Walking through the depressing Trump years.
Walking through the depressing Trump years. Flesh and Blood

Since about the middle of this year, I have been looking for a film that I could pin to the age of Donald Trump with great certainty. A film like Get Out is clearly an Obama-era pic. It would have a completely different resonance if it were released deep in Trump territory. Indeed, the fact that the white family in Get Out voted for Obama is the key to the film's horror. If they were Trump voters, the horror would hardly surprise us or be interesting.

The TV show Mr. Robot is strange because it refuses to leave Obama's presidency and gives Trump no voice at all, as he is clearly a puppet. Foreigners speak for him directly. No need for no talking puppet. Flesh and Blood, a low-budget indie film directed by Mark Webber, has the look and feel of an America that has been devastated by Trump's policies and mentally damaged by his idiotic tweets. It is set in a bombed-out Philadelphia neighborhood. Everyone is suffering and broke. The winter is cold and bitter. People on the street are high or trying to get high. Social services are a thing of the past. By design or not, this film is filled with the mood of our moment.
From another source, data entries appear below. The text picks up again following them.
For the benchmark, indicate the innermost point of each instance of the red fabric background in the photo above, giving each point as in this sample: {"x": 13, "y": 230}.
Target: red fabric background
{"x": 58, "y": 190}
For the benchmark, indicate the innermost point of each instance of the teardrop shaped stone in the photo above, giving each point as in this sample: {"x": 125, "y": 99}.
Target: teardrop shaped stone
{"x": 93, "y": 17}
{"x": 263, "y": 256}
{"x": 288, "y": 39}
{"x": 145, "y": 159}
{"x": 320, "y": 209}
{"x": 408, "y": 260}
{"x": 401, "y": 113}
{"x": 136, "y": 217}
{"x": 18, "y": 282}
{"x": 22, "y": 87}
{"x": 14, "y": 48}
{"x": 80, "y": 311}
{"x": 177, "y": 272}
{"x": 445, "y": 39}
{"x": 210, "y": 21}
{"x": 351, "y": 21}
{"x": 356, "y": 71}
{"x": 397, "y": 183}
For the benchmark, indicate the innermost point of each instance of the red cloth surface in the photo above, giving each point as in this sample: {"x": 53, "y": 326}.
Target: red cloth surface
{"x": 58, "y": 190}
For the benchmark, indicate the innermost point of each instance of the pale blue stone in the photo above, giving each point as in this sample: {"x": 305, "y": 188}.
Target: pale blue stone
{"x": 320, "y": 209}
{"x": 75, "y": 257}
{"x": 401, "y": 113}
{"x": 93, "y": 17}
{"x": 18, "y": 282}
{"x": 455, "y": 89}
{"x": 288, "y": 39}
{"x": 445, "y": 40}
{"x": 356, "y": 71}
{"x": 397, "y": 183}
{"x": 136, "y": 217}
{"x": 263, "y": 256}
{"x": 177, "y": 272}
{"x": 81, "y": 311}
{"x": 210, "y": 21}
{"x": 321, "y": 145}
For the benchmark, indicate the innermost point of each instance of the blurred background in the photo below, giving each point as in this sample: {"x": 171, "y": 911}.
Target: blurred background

The story begins with a man leaving prison. He is white. He returns to his family (a mother and half-brother). The half-brother, Guillermo Santos, is half-brown and brainy. Indeed, the whole film could just easily have been Santos yapping about the strange things bobbing and boiling in his boy-mind. But the film, which is raw and gritty, is essentially about the ex-con rebuilding his life in a multi-cultural neighborhood. But here is the thing. In an Obama film, racial and cultural mixing might represent cosmopolitanism; in Flesh and Blood, it looks like the place where all of the people who took a knee during the national anthem, who came from banned Muslim countries, whose birth certificates can not be verified, who lost everything Puerto Rico, who had their pussy grabbed have been dumped. By the way, the woman who plays the ex-con's mother, Cheri Honkala, was Jill Stein's running mate in the 2012 U.S. election.